I doubt that Teknatool mills theirs to lower tolerances than Woodcraft would. So, buy adapters from Teknatool directly for the SuperNova2 Chuck if you're having issues.


----------



## PurpLev (May 30, 2008)

yup…woodcraft adapters - that was my guess and I am not surprised. I never found them to be aiming for the high quality precision parts…

glad you got it working.


----------



## DonnaMenke (Sep 20, 2006)

Thanks for the update, Eric. It is nice to know that you got it all straightened out. Tomorrow afternoon I will receive my Grizzly 10" drum sander. I hope there is nothing wrong with it. I ordered it months ago, but it was back-ordered and just came in. Christmas in August!


----------



## Eric_S (Aug 26, 2009)

Thanks Sharon. The woodcraft sales guy wouldn't even try it on his floor model jet lathe at the store once I said I thought it was defective. Probably because he was afraid it would ruin its threading lol. When he heard me say I had a central machinery lathe(the good one though), he assured me the Woodcraft adapters are ALL milled to very high tolerances so it had to be MY lathe. Yet I have a faceplate that threads just fine on it.

Hmmmm. Something just doesn't add up.

Either way, I'm very happy that it has been resolved and look forward to using it later this week.

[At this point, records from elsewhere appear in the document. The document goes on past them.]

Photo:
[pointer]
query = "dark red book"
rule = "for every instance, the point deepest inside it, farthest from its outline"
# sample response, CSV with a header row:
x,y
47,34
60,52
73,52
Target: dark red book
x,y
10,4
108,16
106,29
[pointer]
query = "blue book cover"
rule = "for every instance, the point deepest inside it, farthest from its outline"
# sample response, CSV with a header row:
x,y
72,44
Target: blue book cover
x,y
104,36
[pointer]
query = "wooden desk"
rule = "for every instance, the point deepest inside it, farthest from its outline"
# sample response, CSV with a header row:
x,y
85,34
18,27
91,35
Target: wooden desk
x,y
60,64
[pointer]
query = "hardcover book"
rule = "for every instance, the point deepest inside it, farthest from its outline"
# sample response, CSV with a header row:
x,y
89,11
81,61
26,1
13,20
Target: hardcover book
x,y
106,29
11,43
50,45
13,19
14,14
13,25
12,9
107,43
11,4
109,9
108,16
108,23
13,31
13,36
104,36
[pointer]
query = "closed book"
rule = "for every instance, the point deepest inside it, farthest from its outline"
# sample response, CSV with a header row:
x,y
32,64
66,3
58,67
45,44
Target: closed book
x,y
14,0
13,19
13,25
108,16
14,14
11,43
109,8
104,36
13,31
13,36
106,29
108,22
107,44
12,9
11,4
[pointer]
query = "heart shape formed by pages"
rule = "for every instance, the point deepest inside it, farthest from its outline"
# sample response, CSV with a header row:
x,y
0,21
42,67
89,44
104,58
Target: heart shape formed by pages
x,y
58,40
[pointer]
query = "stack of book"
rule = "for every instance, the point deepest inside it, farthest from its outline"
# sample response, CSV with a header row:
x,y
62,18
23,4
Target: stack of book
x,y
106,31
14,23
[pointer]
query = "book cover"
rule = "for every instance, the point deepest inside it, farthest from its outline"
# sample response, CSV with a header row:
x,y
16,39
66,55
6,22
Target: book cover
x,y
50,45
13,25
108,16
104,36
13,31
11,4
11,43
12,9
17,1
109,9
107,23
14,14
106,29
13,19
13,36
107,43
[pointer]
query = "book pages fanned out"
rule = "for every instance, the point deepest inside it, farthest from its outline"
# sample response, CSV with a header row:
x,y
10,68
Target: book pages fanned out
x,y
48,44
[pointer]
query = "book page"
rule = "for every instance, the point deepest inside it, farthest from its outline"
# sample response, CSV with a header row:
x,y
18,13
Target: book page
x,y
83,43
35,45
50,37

Donna, I'm sure it will be fine. Enjoy it! I plan on making a disc sander attachment for the lathe sometime soon, but a drum sander would be a great addition as well. Best of luck! Please review it for us when you have some extra time.


----------



## TwangyOne (Apr 21, 2009)

Take your faceplate in there and screw it onto their floor model and then call him over to show him it's not YOUR lathe that's the problem! Ha!


----------



## Elizabeth (Oct 17, 2009)

If he really thought the problem was your lathe he wouldn't have hesitated to thread the (presumably perfectly milled) adapter onto his floor model!


----------



## lew (Feb 13, 2008)

Make certain you get one of those teflon/nylon anti-lock spindle washers!!

http://www.woodcraft.com/Product/2021098/24738/AntiLock-Lathe-Spindle-Washer-1.aspx


----------



## Eric_S (Aug 26, 2009)

Thanks Lew for the reminder! I ordered 2 of those and I also ordered an 8in Slow Speed Grinder on sale for $89.

Now I just need some wolverine jigs, although they are expensive. Anyone have any good links for homemade wolverine jigs?


----------



## CharlieM1958 (Nov 7, 2006)

Good to know, Eric. Thanks for the update.


----------



## superstretch (Jan 10, 2011)

Isn't 'high tolerances' sort of the opposite of what you want? I guess it depends on if the tolerances are referencing the range of tolerances that a given lathe model might have vs the technical specs


----------